Some conservation programs are more successful than others, but we still have little understanding why this is the case. Understanding the mechanisms explaining the effectiveness of conservation measures is very important to guide conservation management.

In this study we tested the recently proposed hypothesis that the effectiveness of conservation management is predicted by the magnitude of the contrast in habitat quality that is created by implementing conservation measures. We call this difference in habitat quality created by conservation management an ‘ecological contrast’. This hypothesis predicts that conservation is more effective in low-quality than in high-quality areas, because a larger ecological contrast is created in low-quality areas.

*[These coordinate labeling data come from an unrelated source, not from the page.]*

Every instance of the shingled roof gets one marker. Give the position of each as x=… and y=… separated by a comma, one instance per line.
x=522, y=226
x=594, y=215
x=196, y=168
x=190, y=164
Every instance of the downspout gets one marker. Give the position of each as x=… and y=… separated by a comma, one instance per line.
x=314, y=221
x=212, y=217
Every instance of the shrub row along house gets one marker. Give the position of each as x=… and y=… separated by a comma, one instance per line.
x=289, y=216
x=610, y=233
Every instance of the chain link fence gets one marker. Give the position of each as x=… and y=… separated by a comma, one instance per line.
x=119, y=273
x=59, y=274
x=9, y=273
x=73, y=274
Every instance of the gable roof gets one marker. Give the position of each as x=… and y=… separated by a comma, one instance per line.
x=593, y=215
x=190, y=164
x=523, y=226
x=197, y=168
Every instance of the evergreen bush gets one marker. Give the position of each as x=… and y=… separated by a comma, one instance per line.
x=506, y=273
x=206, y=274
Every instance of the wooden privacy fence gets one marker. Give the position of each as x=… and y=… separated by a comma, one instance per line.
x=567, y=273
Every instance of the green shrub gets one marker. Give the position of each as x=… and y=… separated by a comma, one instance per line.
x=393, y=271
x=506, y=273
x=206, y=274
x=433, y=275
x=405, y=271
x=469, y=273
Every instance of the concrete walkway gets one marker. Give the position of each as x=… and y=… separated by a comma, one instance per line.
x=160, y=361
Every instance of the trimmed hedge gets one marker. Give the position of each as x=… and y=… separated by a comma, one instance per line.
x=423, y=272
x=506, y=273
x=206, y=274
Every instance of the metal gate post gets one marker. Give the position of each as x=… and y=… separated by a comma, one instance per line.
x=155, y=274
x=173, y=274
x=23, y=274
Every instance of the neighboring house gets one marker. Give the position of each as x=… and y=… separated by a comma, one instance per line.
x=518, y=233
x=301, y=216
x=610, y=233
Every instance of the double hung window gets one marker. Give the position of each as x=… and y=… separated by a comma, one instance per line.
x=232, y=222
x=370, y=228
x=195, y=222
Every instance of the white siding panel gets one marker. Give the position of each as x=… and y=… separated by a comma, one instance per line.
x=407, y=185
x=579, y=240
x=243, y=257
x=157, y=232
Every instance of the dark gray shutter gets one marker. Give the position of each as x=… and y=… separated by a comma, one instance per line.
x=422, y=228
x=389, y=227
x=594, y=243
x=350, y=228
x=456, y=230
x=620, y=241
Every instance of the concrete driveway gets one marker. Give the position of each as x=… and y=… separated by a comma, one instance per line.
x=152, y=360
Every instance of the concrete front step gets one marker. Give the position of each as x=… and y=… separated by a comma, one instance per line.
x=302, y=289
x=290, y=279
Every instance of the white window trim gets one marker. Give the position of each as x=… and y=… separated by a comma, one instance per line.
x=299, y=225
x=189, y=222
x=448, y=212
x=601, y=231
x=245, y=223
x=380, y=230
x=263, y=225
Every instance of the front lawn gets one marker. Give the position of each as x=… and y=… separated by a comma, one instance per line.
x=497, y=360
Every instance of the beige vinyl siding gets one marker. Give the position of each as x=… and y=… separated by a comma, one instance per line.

We performed a landscape-scale experiment to test this ‘ecological contrast hypothesis’. We used a community of over-wintering farmland bird as our model system and examined their responses to experimentally increased availability of a key food resource in low- and high-quality areas. We found that over-wintering farmland bird abundance and species richness were strongly positively related to food availability. In line with the ecological contrast hypothesis, the responses of wintering farmland birds in experimental areas relative to control areas increased with increasing conservation induced contrast in a key limiting resource.

Our results indicate that the contrast in landscape quality created by conservation management explains the response of wintering farmland birds to conservation management. The visualisation of ecological contrasts as done in this paper may be a very useful tool for conservationists as it urges considering the key ecological factors limiting population growth, which will result in better informed recommendations for conservation management.